You might remember George Wright posted here in February about P2P Next,

a Europe-wide consortium of 21 partners spanning broadcasters, technical universities, content and metadata specialists and hardware vendors. We are building a new, cross-platform, Free/Open Source software-based, legal, peer-to-peer system.

There's been some interesting reaction around various blogs [Technorati search | Google search] and this week, the splendid Council Chamber in BBC Broadcasting House [click here for tours] sees the six-monthly General Assembly of P2P Next, where partners discuss the future of the project, including this work in progress from one of the key participants, Pioneer.

p2p next

George will be returning to post about P2P Next after the end of the Assembly.

Alan Connor is co-editor, BBC Internet Blog.


  • Comment number 1.

    " legal, peer-to-peer system"

    Could you explain this?

    1) Using P2P isn't illegal

    2) It's just a way of copying files around, "illegal" files are no different to "legal" files.

  • Comment number 2.

    @ParkyDR (#1): A good point, and one that George is eternally aware of.

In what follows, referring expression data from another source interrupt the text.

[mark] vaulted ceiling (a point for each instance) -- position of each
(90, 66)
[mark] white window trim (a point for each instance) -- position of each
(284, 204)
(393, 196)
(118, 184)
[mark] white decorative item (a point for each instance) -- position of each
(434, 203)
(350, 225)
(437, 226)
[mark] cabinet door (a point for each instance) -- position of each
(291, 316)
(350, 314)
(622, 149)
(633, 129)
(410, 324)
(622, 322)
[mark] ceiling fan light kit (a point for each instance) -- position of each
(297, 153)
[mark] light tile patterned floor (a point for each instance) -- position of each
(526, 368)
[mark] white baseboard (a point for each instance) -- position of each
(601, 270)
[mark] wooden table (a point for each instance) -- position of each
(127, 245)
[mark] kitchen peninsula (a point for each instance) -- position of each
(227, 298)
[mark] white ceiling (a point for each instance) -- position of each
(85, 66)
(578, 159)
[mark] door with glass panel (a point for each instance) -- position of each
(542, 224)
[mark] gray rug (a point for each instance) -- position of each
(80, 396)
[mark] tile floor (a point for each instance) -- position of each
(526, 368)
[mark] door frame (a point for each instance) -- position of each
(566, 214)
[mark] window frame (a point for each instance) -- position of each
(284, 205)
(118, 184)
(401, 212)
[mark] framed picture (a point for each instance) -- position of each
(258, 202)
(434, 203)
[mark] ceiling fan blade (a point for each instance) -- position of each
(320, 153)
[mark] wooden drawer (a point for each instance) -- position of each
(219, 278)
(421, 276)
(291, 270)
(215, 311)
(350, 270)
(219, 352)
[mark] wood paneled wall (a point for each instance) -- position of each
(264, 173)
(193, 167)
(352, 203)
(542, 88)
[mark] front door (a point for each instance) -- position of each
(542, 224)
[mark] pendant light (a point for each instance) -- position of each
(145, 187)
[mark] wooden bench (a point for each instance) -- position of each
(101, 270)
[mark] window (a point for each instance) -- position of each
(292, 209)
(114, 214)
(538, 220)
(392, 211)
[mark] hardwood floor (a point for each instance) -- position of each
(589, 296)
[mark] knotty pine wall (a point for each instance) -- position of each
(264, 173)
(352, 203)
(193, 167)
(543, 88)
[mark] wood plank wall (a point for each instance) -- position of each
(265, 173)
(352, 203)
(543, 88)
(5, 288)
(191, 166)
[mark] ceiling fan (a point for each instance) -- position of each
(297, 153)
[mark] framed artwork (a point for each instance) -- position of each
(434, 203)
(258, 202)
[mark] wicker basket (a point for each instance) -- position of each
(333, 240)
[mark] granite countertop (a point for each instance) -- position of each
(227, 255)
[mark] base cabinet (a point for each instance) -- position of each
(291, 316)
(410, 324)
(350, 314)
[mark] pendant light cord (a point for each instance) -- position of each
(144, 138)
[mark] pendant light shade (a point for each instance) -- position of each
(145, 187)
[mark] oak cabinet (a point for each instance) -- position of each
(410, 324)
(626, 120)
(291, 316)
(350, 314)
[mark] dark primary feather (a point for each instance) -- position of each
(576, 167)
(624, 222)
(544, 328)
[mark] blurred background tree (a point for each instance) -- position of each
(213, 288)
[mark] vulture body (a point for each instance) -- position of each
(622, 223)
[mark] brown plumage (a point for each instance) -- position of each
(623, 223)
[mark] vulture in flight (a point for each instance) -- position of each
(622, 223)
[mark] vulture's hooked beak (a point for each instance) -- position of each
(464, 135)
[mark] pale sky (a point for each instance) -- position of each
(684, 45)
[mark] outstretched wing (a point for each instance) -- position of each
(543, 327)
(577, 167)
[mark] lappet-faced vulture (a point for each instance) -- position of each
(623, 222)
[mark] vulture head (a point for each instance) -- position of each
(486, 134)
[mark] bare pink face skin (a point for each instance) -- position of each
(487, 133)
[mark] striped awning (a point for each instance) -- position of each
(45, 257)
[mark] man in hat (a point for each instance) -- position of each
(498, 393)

This is not some misguided notion to decriminalise a perfectly legal activity. But if I explain it in my own words, I fear I'll get the detail wrong - do you mind watching this space?

    Alan Connor, BBC Internet Blog

  • Comment number 3.

    @Alan Connor

    I don't mind at all, I will be watching this space with interest.

  • Comment number 4.

    P2P is a much misunderstood and misused technology. It does however represent the future of media distribution over the interrnet, and if properly implemented can achieve this goal while not bringing the internet to its knees.

    ISPs should see P2P media server appliances as an opportunity to offer this technology in a manageable fashion which does not disrupt their networks in the way P2P misuse is apparently doing and requiring heavy-handed use of bandwidth shaping technology by ISPs.

    Current P2P software generally falls into two categories:
    - Automated services such as Veoh or iPlayer which offer little control over download bandwidth usage.
    - User managed software such BitTorrent.
    Both the former, and the latter in the hands of novices create unwelcome unstable/noisy bandwidth usage with wide peaks and troughs.

    P2P has been unfairly demonized by much of the industry, Its high time it was fully embraced and developed for the benefit of all.